Janhvi Kapoor, Pankaj Tripathi, Vineet Kumar Singh, Angad Bedi, Manav Vij
1999, most of us remember quite vividly seeing India at war. Knowing there are men at the border dying, defending our motherland and peace. Not much was spoken about the lady who stood amongst the men doing the same job and questioned at every turn whether she is worthy of her position. It is only after she proved herself, did she get the applause. The headlines, they came much later.
The Kargil Girl’s story begins in a typical army family, from Lucknow, that hopes to continue serving the country with their next generation. The son of the family is the obvious successor. But the father (Pankaj Tripathi) is aware of the dreams his daughter harbors. Little Gunjan always dreamt about flying, but the obedient little girl that she is, she knows the family expects her to study well and marry well, period.
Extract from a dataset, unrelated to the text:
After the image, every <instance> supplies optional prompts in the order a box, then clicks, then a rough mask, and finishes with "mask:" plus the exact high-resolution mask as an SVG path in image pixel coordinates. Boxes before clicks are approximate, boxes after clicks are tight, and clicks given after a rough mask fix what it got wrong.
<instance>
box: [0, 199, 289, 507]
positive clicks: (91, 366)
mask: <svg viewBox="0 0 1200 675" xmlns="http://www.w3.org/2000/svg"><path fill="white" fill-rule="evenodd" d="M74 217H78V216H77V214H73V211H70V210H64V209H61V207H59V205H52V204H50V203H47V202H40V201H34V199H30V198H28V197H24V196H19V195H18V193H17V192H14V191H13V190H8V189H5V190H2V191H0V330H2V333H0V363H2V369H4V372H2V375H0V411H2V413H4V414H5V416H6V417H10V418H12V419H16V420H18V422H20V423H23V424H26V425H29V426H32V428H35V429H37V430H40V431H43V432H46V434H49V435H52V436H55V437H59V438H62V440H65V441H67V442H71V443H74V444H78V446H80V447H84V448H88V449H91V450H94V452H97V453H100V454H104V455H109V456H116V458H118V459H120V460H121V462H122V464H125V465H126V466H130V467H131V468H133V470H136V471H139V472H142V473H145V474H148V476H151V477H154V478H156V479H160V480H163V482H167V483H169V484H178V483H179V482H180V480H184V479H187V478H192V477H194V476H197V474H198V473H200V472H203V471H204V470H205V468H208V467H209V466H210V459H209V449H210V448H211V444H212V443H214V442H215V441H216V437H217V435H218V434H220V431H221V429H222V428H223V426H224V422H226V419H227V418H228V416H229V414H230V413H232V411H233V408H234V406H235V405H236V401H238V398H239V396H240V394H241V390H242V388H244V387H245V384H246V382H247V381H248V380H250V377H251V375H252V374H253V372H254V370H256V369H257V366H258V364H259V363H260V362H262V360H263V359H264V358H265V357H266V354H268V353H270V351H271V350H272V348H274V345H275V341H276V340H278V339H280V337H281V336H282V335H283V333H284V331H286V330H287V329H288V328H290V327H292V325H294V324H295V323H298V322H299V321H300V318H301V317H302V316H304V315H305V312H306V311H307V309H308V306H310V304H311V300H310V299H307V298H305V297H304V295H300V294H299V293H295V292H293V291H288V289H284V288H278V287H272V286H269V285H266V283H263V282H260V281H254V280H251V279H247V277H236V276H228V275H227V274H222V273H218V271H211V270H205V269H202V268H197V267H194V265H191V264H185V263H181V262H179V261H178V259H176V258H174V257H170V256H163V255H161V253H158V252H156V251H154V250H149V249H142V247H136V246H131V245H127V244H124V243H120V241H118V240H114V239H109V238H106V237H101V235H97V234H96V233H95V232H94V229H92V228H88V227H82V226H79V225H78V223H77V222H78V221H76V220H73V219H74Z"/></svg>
So, when she does graduate with flying colors (pun intended) it takes a lot of courage to sit her family down and tell them she doesn’t intend marrying someone they pick for her. Instead, she wants to make a career flying. With her mother and brother (Angad Bedi) absolutely against the idea of her joining the Air Force, her father telling her to open the cage and fly is a moment of exhilaration. From that moment on, her success, her efforts are all in the bid to make her father’s confidence, in her, succeed.
But it isn’t easy for a girl to foray into a predominantly male domain. From finding a ladies’ washroom to wrestling men, Gunjan has to do it all. For someone whose war begins with her will to keep dreaming, and pursue that dream, becoming the first Indian woman to go into active war service, was a gradual succession.
Nikhil Mehrotra (Writer) and Sharan Sharma (Director) have already put in a disclaimer, stating the events in the film are a dramatized version of Gunjan Saxena’s life, so there is obviously a little more tadka to her script. Yet, the execution is sans jingoism and overt drama.
Gunjan Saxena concentrates more on the human story, as opposed to other war films. The war sequences, are in fact, secondary to the film’s script. So if you are intending to see it for an URI-like sleek action drama you will be sorely disappointed. The film’s USP is the father-daughter relationship and the girl’s determination to make it big in the world where men don’t think women have the grit, the physique nor the mind space to enter.
Janhvi Kapoor, who plays Gunjan, is practically in every frame of the film. While she does well, there are a few rough edges that she still needs to chisel off. But Kapoor has made it a point to nail her climax sequences with aplomb. Like her first, Dhadak, even in Gunjan Saxena – Janhvi manages to ace the climax scene with her brother. Angad Bedi does well too, as does Vineet Kumar Singh. But the most charming actor in the film is Pankaj Tripathi. As Anup Saxena, Gunjan’s father, he is most affable. Given Nikhil Mehrotra has given us films like Dangal, one might hope a lot more from the father-daughter dynamics in Gunjan Saxena. While it remains the best part of the film, it is definitely not at par with Dangal which had a lot more layers.
Sharan Sharma’s first is certainly worth a watch, because the hard work is visible. Thumbs up to the team and of course, to girl power.